USAC announced their TracSAFE Initiatives which were well received at the Performance Racing Industry (PRI) Show in Indianapolis last Wednesday through Saturday. The USAC press release stated,
“A USAC initiative aimed at driver safety was introduced during the Performance Racing Industry Trade Show at the Indiana Convention Center Thursday.”
“The TracSAFE system will launch in early 2017 and will be implemented in the three USAC National Championship Series: Silver Crown, AMSOIL National Sprint Cars and National Midgets.”
“USAC will supply the TracSAFE equipment to teams at each of the series’ national events throughout the 2017 season. USAC has led the development of this innovative new safety feature with support from Toyota Racing Development.”
“A light system on the dash and the back of the roll cage of each racecar will serve multiple functions. The innovative feature incudes an indicator on the dashboard that will light up yellow when the track goes under a yellow or red flag situation. The system is connected to USAC’s timing and scoring, which will allow for an instantaneous response from race control to the competitors on the track to alert each driver in the event of an on-track incident.”
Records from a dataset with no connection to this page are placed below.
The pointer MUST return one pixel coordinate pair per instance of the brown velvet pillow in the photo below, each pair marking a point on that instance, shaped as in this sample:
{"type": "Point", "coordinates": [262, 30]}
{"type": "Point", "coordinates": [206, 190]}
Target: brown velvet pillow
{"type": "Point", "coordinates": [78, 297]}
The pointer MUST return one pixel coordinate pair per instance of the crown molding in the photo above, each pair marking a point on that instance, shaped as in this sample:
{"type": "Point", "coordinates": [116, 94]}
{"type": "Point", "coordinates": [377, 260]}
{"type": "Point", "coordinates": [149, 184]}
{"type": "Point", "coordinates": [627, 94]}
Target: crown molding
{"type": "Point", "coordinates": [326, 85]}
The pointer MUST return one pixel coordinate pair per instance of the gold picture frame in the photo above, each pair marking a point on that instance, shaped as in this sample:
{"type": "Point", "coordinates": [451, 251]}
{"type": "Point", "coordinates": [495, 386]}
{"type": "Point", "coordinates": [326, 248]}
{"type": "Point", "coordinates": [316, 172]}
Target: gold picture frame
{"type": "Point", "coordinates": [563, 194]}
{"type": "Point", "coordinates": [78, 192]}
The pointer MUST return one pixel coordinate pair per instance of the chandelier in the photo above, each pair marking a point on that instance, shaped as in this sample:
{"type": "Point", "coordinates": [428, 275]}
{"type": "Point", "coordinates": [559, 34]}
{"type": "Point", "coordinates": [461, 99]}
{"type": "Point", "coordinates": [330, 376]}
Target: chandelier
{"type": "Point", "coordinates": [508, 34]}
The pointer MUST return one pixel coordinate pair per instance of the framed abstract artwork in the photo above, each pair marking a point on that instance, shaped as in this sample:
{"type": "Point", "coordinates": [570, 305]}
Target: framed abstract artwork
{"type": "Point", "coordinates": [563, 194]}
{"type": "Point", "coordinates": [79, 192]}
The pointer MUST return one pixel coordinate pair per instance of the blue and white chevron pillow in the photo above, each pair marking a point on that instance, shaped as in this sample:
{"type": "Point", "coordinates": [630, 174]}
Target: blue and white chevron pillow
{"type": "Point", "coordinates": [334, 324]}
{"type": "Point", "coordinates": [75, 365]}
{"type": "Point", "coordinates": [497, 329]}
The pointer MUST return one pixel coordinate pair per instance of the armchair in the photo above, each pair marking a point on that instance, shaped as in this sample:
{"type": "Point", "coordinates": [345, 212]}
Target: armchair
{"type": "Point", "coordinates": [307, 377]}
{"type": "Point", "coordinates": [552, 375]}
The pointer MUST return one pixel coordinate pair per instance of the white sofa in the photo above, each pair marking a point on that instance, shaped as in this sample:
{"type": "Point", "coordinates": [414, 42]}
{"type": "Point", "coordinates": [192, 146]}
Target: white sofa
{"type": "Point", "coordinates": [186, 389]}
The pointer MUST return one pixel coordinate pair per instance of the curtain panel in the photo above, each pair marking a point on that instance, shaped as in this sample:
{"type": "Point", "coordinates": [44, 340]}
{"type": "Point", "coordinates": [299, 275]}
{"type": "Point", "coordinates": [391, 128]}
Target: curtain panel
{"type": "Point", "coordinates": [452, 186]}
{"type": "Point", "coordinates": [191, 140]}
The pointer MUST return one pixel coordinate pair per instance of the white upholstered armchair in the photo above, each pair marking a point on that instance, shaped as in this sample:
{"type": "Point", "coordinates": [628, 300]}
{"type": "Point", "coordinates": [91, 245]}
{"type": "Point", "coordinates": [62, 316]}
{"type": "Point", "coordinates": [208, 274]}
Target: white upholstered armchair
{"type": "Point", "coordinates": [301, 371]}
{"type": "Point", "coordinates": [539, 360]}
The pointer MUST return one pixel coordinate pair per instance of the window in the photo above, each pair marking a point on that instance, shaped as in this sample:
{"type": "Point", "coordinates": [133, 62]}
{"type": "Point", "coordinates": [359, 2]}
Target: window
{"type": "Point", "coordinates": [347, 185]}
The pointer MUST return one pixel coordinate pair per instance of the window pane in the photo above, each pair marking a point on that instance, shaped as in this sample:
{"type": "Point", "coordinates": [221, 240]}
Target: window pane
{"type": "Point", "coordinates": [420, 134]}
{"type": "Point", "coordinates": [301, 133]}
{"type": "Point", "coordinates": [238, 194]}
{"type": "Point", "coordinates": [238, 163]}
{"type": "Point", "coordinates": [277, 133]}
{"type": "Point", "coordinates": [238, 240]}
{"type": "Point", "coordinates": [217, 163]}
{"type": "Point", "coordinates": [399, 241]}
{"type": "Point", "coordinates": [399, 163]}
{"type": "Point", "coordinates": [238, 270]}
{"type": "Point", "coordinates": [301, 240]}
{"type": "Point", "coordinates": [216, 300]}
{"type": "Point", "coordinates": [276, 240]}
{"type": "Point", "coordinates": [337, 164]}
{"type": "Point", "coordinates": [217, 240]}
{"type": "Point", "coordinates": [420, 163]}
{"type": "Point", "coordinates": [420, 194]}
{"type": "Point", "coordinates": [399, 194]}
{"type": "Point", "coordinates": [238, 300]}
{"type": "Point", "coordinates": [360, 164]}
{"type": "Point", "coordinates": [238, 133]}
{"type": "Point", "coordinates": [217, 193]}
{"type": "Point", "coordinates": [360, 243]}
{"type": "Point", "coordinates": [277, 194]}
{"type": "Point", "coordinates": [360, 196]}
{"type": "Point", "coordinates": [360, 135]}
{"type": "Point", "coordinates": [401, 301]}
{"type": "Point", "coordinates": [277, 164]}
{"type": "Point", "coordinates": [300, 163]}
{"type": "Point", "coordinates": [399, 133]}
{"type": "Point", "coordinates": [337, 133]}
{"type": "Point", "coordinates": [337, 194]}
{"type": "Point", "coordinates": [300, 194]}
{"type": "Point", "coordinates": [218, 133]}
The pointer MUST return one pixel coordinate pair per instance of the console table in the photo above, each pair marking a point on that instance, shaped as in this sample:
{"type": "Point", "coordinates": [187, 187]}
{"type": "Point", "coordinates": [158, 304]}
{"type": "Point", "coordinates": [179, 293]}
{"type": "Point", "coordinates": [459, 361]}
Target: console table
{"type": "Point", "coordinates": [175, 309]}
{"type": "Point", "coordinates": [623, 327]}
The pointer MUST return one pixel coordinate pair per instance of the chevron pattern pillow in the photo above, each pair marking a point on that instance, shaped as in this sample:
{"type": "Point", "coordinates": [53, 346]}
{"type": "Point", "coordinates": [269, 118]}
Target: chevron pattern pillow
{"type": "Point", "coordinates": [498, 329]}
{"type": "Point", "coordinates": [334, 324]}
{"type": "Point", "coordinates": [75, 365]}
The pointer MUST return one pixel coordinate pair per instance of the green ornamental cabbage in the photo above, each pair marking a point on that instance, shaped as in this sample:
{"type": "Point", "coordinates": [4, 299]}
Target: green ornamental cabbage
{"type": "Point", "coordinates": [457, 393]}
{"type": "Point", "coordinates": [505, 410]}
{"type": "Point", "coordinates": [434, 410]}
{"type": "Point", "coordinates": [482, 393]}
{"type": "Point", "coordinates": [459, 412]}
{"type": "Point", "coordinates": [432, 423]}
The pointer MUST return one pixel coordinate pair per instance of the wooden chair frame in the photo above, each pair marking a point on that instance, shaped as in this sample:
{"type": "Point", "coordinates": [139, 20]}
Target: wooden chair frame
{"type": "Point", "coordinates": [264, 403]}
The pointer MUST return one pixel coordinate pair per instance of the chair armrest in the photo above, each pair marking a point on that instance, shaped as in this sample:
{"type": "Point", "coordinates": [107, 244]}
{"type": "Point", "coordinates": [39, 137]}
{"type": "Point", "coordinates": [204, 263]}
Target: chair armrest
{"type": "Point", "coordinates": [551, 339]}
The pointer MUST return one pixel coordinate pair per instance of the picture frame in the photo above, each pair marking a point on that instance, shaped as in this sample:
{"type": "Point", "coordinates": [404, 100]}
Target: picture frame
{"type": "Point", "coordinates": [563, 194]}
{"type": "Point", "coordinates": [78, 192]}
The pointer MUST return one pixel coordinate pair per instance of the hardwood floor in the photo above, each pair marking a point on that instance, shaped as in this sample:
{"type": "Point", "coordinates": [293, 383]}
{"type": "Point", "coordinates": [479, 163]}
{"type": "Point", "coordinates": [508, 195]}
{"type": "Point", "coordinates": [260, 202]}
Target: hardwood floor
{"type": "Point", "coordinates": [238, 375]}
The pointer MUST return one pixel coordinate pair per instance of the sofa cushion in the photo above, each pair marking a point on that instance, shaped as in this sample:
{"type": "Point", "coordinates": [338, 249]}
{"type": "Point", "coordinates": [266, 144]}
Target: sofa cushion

“Furthermore, a series of three lights will be located on the back of the roll cage. During green flag periods, the lights will serve as “leader lights” to indicate to fans the running order position of the car on the track. If a driver is leading, one green light will be illuminated, two green lights for the second-place running car and three green lights for the third-place car.”
“As soon as timing and scoring goes under a yellow or red flag condition, the three lights on the back of the cage of all cars will immediately flash rapidly to alert drivers of a full-course yellow flag condition.”
“Additionally, scan code stickers will be placed on the back of each driver’s helmet to allow medical personnel quick and easy access to the driver’s detailed medical history.”
I asked Swanson to comment on USAC announcement of TracSAFE, “I applaud anyone that attempts to make our sport safer, and appreciate the effort USAC is making with their new initiative. I really think the caution light on the dash inside the cockpit is a good step to improving our reaction time to the change in track racing condition, and would be a positive step toward making our sport safer.”
A Couple of Cool Race Cars Revealed to Public This Week
M-Sports’ new Ford Fiesta Rally car unveiled this week for use in the World Rallycross (WRC) Series. Wouldn’t you like to try this mean looking race car?!